Pratt & Whitney Awarded with $5.7B F135 Production Contract

Pratt & Whitney, a division of United Technologies Corp. (UTC), announced on Oct. 2 that it has been awarded a production contract for the 12th and 13th lots of F135 propulsion systems, powering all three variants of the F-35 Lightning II aircraft.

This award represents the largest-ever F135 production contract, funding more than 332 engines for the U.S. armed services and international customers, and includes program management, engineering support, production support, and tooling. The total contract value for Lot 12-14 is approximately $5.7 billion and it covers all Lot 12 and Lot 13 engines, with priced options for Lot 14.
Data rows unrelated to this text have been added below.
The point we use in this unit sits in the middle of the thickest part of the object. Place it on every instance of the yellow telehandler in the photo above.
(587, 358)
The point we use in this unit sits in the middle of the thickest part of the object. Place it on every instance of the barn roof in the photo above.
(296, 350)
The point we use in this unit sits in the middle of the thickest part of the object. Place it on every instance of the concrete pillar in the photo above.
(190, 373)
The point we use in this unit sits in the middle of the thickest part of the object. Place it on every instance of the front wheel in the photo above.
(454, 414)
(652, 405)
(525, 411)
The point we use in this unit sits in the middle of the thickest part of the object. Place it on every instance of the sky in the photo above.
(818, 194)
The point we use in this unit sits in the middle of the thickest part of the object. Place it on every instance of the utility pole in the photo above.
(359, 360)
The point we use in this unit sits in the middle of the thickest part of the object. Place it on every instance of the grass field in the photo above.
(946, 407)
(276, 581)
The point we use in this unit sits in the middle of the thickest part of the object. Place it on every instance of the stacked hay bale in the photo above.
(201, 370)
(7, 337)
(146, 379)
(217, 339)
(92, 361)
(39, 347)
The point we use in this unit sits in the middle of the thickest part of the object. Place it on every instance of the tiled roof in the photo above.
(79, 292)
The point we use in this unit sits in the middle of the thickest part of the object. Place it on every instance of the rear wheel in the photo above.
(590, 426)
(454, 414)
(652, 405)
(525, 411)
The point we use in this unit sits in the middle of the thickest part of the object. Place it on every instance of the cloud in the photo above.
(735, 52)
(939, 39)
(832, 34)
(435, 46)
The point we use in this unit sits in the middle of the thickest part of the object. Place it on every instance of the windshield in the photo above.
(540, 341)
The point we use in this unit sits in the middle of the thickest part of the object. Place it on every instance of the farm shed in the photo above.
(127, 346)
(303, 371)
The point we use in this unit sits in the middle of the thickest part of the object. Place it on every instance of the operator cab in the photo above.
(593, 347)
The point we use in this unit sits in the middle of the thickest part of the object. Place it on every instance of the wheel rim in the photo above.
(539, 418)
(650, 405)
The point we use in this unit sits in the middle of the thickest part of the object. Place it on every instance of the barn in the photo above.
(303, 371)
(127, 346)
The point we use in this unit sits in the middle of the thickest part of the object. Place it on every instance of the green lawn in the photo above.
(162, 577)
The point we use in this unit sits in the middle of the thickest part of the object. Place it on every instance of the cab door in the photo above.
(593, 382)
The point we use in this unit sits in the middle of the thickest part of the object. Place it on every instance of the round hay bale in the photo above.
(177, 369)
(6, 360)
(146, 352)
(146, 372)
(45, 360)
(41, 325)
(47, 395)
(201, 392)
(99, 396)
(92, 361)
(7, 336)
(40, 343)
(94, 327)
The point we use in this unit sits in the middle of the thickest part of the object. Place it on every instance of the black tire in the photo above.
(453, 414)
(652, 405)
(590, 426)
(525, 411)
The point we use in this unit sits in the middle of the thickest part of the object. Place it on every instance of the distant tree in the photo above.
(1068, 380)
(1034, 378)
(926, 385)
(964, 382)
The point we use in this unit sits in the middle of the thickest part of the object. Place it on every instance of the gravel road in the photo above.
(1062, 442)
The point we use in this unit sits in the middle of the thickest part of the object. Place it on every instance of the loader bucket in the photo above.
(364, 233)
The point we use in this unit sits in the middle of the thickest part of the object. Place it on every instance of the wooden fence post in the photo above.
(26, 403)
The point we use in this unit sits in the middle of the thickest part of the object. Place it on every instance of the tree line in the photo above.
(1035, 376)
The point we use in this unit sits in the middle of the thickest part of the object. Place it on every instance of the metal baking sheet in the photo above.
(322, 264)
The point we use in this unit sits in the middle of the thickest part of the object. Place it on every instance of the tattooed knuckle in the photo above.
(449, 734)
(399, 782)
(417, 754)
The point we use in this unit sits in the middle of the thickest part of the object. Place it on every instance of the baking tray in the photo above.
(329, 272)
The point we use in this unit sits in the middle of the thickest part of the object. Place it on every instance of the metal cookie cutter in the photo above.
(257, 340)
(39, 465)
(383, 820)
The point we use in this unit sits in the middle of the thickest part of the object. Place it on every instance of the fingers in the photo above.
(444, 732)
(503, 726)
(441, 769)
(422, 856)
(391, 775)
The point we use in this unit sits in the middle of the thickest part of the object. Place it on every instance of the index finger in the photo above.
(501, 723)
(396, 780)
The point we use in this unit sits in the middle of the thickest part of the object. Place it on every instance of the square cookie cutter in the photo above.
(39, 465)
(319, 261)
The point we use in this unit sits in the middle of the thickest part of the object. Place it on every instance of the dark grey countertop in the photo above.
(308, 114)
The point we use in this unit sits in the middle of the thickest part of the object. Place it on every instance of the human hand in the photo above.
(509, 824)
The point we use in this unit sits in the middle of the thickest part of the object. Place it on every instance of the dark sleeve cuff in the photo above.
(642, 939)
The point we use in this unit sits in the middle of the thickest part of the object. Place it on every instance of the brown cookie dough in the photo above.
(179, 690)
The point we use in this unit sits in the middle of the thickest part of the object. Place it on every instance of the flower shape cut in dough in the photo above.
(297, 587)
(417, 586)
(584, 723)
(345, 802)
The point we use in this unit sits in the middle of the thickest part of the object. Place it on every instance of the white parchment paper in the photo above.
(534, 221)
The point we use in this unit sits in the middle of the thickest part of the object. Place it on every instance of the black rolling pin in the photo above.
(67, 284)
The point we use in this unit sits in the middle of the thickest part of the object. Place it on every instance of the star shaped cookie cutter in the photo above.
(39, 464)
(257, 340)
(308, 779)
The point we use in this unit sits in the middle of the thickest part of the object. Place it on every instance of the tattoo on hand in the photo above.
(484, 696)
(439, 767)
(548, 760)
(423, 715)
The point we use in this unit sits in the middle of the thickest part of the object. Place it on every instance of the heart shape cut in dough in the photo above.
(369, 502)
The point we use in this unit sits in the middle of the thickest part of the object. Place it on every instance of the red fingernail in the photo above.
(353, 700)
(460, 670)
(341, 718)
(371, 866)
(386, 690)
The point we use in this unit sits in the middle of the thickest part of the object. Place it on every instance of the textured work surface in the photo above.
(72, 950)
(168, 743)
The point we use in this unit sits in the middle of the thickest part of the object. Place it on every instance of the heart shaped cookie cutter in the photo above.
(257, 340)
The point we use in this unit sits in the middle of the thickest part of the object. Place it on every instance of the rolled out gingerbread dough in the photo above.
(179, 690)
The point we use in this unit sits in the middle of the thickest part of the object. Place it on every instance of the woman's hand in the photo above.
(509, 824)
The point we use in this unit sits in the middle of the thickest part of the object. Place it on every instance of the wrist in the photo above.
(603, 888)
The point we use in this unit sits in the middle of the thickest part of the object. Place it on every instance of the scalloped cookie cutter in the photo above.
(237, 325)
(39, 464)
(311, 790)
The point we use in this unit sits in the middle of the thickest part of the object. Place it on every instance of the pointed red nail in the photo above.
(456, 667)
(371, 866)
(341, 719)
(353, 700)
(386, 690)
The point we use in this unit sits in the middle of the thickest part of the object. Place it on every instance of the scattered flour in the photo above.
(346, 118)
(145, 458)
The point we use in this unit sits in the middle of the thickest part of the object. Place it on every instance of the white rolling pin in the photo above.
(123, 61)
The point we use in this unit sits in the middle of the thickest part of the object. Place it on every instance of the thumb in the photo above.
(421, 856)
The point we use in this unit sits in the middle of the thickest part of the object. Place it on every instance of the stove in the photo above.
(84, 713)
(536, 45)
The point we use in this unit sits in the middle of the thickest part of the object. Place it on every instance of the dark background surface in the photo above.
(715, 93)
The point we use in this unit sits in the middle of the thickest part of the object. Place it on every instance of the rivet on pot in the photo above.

“This is a significant milestone for the program and underscores the hard work of our joint government and industry team,” said Matthew Bromberg, president of Pratt & Whitney Military Engines. “We’re proud to be delivering 5th-generation propulsion capability at a great value for the warfighter.”
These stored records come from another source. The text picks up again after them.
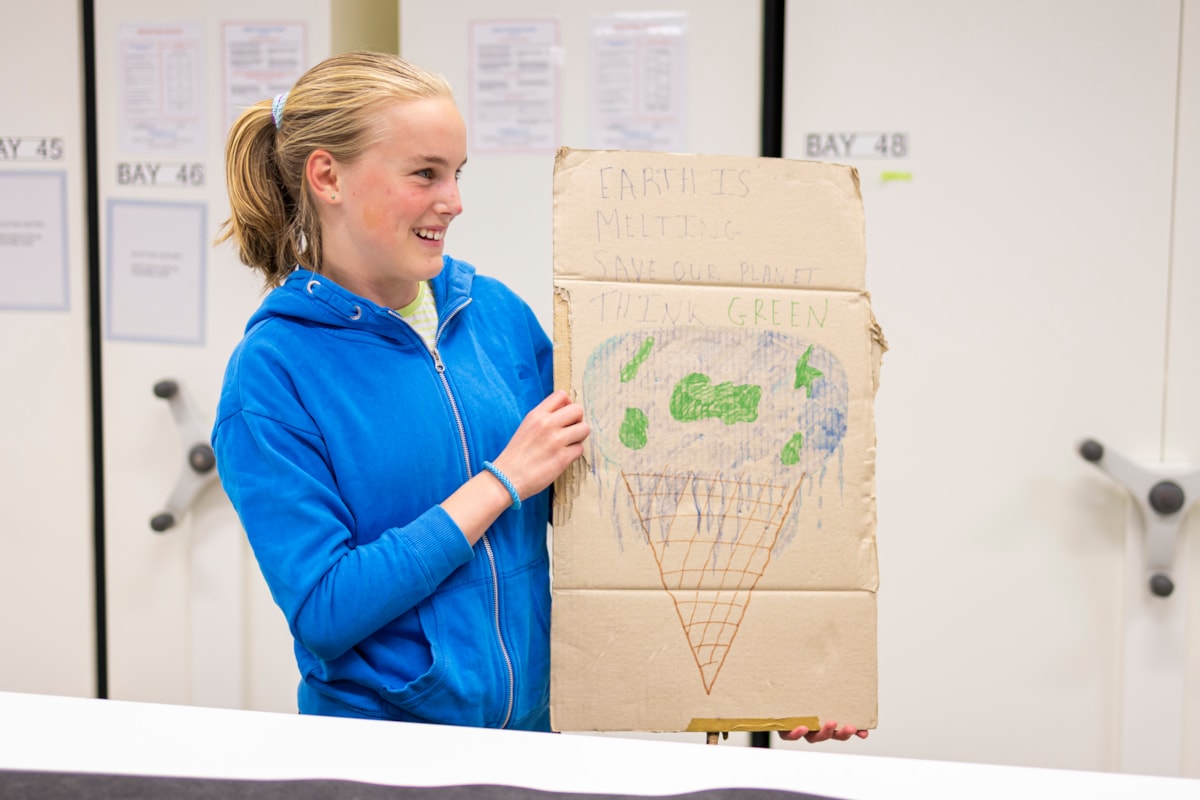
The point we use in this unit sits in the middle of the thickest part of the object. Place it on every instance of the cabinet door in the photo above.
(190, 619)
(46, 501)
(1019, 216)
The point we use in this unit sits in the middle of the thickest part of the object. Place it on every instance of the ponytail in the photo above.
(265, 214)
(335, 107)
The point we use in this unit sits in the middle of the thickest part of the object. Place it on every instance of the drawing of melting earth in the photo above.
(705, 435)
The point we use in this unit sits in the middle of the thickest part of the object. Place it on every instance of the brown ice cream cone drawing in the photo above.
(712, 540)
(754, 414)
“With more than 500 F135 engines delivered to date, we’re at an exciting inflection point for the program. We are laser-focused on standing up an effective global sustainment network that will support the F135 throughout its lifecycle,” Bromberg said.
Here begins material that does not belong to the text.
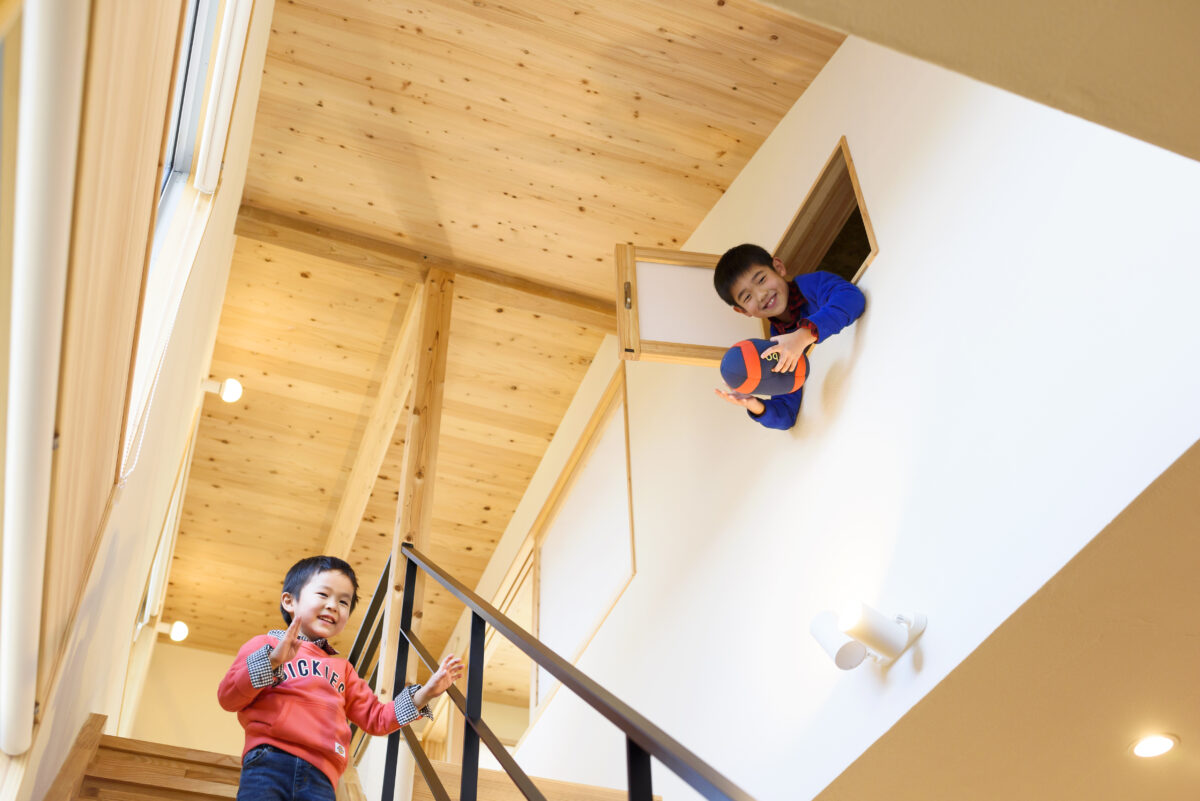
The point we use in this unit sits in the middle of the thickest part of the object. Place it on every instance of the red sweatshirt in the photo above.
(305, 714)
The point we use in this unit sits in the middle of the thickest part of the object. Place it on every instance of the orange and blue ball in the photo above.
(745, 371)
The Pratt & Whitney F135 is an afterburning turbofan developed for the Lockheed Martin F-35 Lightning II single-engine strike fighter. Developed from the Pratt & Whitney F119 engine used on the F-22 Raptor, the F135 produces around 40,000 lbf of thrust. The F135 competed with the General Electric/Rolls-Royce F136 to power the F-35.

The F135 family has three distinct variants: the F135-PW-100 engine used in the F-35A Conventional Take-Off and Landing (CTOL) variant, F135-PW-400 engine used in the F-35C carrier variant, and the F135-PW-600 engine used in the F-35B Short Take-Off Vertical Landing (STOVL) variant.

The -400 and -100 are conventional, forward thrust variant while the -600 is equipped with thrust vectoring nozzles and a lift fan for hovering. The engine and Rolls-Royce LiftSystem make up the Integrated Lift Fan Propulsion System (ILFPS). The -400 is similar to the -100, the major difference being the use of salt-corrosion resistant materials.

The first production F135 engines were delivered in 2009.